No caso do deputado Wladimir Costa (SD-PA), é por livre e espontânea vontade que, num gesto de “solidariedade” ao amigo presidente, às voltas com mais denúncias de corrupção, marca o próprio corpo. Tatua uma espécie de logotipo em que um desenho da bandeira brasileira encima o sobrenome do presidente, “Temer” (que também poderá ser lido como o verbo “temer”, de acordo com a conveniência).
Em ambos os casos, o destino do gesto é a veiculação na internet. A imagem do rapaz filmado com as garatujas inscritas na testa acabou produzindo efeito contrário ao pretendido, como sói acontecer quando o castigo é desproporcional ao delito.
À imagem do deputado, acompanhada de suas frases lapidares, “Quem é Temer é Temer, não tem medo. Amigo é amigo, filho da puta é filho da puta. Vamos vencer dia 2 com a bênção de Deus. Deus está no comando”, só resta integrar a galeria de ridicularias destes tempos bicudos.
IMPORTANTE PROFESSORA
Conteúdo dentro de conteúdo – verdadeiras bibliotecas possíveis pela internet – que apenas hoje, graças a uma notícia oblíqua, descobri que a Professora está nas fileiras do UOL. Como é bom saber de sua presença aqui!

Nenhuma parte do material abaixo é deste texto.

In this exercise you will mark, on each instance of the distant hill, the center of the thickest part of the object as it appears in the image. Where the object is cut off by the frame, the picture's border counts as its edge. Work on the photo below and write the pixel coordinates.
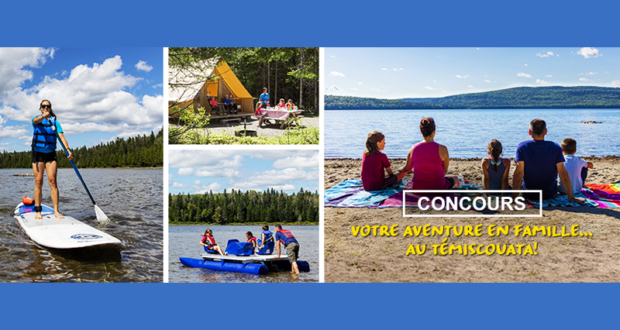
(333, 102)
(519, 97)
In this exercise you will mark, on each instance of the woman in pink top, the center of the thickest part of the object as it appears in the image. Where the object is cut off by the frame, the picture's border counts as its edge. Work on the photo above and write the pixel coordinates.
(375, 164)
(429, 160)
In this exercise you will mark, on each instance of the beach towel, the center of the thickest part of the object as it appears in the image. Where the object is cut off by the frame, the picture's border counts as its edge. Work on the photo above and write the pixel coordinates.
(412, 200)
(351, 193)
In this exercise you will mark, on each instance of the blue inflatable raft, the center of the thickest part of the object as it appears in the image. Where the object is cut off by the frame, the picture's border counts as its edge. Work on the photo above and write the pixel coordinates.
(241, 260)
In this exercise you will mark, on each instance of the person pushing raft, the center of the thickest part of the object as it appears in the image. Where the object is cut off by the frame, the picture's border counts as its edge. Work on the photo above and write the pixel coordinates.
(291, 244)
(46, 129)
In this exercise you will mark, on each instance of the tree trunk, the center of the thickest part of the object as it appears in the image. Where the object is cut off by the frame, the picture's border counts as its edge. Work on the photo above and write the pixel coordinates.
(301, 80)
(275, 94)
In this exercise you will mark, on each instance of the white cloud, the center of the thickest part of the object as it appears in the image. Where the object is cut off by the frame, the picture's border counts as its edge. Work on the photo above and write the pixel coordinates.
(142, 66)
(334, 87)
(283, 187)
(89, 98)
(185, 171)
(543, 54)
(588, 52)
(274, 178)
(300, 162)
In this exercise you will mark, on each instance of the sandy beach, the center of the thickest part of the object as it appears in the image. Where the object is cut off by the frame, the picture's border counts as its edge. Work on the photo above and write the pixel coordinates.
(559, 259)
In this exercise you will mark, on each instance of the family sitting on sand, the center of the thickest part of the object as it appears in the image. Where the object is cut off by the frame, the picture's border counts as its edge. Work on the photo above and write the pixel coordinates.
(538, 164)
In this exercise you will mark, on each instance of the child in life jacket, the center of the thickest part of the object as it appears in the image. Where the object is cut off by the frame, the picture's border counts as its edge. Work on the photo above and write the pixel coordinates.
(251, 239)
(375, 164)
(209, 242)
(266, 236)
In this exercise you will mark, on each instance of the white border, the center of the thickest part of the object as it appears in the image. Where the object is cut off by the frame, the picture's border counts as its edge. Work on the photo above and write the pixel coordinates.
(472, 215)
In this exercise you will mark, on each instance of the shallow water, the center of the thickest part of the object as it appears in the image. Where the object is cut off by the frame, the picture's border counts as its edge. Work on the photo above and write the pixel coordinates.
(131, 198)
(184, 242)
(467, 132)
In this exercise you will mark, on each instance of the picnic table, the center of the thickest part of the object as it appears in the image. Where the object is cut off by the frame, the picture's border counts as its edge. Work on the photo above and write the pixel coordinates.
(280, 116)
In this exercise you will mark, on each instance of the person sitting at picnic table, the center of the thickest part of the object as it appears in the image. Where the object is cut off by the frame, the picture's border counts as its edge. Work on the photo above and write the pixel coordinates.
(229, 105)
(264, 98)
(429, 161)
(217, 108)
(538, 164)
(290, 105)
(281, 105)
(259, 113)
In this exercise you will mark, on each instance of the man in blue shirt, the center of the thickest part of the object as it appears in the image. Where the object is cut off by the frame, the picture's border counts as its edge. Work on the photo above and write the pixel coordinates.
(538, 164)
(287, 239)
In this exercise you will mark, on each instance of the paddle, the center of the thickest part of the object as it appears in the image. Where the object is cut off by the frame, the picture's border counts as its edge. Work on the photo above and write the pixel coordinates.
(101, 217)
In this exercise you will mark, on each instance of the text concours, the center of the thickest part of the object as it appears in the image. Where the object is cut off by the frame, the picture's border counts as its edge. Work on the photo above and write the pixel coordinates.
(471, 203)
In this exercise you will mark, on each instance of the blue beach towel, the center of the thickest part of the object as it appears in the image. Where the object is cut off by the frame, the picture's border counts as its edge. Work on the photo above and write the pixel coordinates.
(351, 193)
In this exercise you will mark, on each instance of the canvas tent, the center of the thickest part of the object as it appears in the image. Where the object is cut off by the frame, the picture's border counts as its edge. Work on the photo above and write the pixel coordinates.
(189, 86)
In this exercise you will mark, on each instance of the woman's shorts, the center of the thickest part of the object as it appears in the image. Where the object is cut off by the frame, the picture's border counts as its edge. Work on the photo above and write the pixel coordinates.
(43, 157)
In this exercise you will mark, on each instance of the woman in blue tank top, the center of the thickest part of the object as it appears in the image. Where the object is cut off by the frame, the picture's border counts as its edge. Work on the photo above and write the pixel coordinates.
(495, 170)
(46, 128)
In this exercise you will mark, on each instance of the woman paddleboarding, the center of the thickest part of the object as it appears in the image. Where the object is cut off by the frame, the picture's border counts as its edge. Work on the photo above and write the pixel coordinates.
(44, 155)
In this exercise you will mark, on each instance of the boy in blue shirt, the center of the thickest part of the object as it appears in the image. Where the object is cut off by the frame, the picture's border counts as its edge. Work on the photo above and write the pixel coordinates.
(576, 167)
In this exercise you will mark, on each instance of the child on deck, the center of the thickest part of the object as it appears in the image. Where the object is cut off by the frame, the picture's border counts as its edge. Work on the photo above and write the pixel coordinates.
(266, 236)
(495, 170)
(251, 239)
(209, 242)
(576, 167)
(375, 163)
(259, 113)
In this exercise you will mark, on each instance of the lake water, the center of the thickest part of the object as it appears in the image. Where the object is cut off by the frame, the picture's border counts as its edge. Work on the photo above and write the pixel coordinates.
(184, 241)
(131, 198)
(467, 133)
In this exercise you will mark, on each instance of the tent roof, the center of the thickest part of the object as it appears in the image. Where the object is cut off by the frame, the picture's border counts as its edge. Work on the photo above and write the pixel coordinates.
(231, 80)
(184, 84)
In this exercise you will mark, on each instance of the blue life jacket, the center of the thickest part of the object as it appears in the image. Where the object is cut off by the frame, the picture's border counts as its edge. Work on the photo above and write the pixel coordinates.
(44, 136)
(268, 236)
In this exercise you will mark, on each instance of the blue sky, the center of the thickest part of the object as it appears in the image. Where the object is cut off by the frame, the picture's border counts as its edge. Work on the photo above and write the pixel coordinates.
(199, 171)
(394, 73)
(98, 94)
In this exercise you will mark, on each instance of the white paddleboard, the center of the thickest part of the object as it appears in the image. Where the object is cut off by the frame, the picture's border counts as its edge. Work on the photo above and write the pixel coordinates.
(67, 233)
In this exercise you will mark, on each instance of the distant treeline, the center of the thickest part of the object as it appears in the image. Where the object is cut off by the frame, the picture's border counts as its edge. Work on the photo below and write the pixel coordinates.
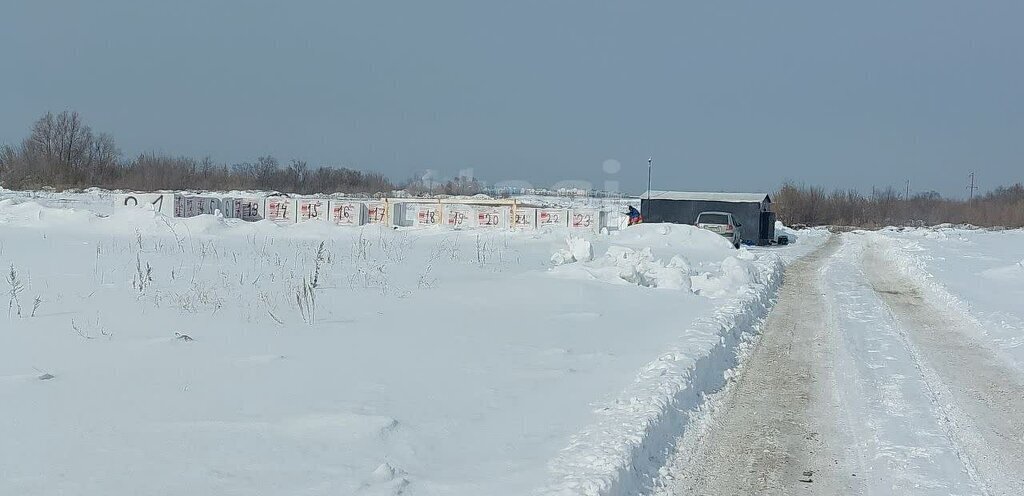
(62, 152)
(813, 206)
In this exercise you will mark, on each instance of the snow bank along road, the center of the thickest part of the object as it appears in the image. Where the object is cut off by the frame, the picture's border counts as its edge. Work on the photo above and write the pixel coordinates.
(869, 377)
(148, 355)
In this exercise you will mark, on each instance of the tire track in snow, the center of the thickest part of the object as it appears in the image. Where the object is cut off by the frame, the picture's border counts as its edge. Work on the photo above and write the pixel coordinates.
(777, 429)
(980, 399)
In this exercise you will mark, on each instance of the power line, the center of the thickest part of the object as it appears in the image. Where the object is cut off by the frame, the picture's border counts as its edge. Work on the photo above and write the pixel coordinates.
(972, 188)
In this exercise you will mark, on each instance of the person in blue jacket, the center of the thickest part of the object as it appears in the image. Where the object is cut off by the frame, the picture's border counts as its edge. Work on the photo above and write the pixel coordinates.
(635, 216)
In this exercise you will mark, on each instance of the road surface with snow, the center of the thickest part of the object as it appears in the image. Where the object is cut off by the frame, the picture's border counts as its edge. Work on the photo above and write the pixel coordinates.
(867, 379)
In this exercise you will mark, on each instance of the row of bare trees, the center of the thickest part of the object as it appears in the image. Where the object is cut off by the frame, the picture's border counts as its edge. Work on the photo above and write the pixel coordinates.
(813, 206)
(62, 152)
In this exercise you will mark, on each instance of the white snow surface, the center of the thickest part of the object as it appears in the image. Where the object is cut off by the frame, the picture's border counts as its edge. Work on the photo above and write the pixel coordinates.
(146, 355)
(977, 272)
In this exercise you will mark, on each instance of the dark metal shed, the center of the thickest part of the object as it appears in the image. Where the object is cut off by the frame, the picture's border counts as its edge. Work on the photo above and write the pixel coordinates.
(752, 209)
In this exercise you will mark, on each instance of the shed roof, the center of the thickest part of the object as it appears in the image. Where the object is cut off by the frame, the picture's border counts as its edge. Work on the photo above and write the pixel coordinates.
(709, 197)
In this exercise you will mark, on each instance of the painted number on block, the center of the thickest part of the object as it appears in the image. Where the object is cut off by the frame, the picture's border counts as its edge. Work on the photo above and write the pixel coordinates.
(582, 220)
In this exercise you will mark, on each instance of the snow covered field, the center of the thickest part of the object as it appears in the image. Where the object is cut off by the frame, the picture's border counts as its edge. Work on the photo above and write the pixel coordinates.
(145, 355)
(979, 273)
(889, 365)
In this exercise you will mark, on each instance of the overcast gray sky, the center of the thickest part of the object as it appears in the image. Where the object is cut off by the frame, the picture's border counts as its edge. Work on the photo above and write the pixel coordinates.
(725, 95)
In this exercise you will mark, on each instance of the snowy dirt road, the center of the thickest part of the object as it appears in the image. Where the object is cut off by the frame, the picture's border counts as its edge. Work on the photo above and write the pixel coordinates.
(858, 384)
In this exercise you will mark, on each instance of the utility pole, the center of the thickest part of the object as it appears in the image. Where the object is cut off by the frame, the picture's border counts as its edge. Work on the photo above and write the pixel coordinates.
(650, 160)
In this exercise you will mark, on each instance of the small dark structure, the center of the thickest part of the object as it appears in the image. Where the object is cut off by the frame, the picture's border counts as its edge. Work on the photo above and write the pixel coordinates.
(752, 209)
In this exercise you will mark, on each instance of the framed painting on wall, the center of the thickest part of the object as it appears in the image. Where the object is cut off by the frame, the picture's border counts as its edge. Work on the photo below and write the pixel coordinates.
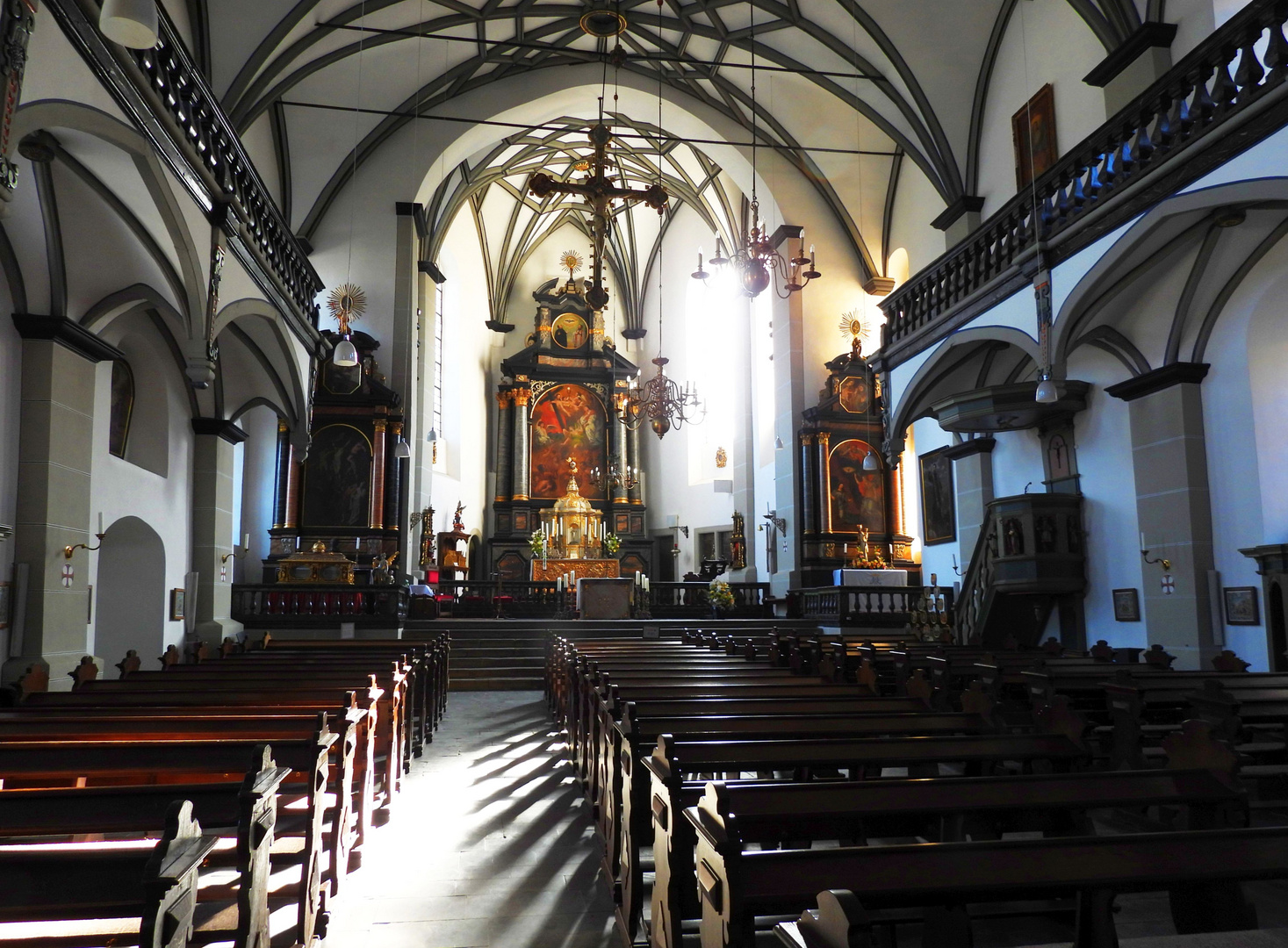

Sobre marcar o corpo, haverá por certo outros casos e obras para merecer lembrança nesse assunto, mas faço menção aos filmes “O livro de cabeceira (The pillow book)” e “Amnésia (Memento)”, os quais tratam da obsessão ou da necessidade de uso da pele humana como superfície de escrita.
Não sei se a professora já viu algum desses títulos, mas ficam já as indicações, que por certo serão bem mais agradáveis do que a lembrança triste do caso dos tatuadores de testa ou do deprimente deputado, agindo possivelmente “só com interesses de amizade”.
Longas saudações.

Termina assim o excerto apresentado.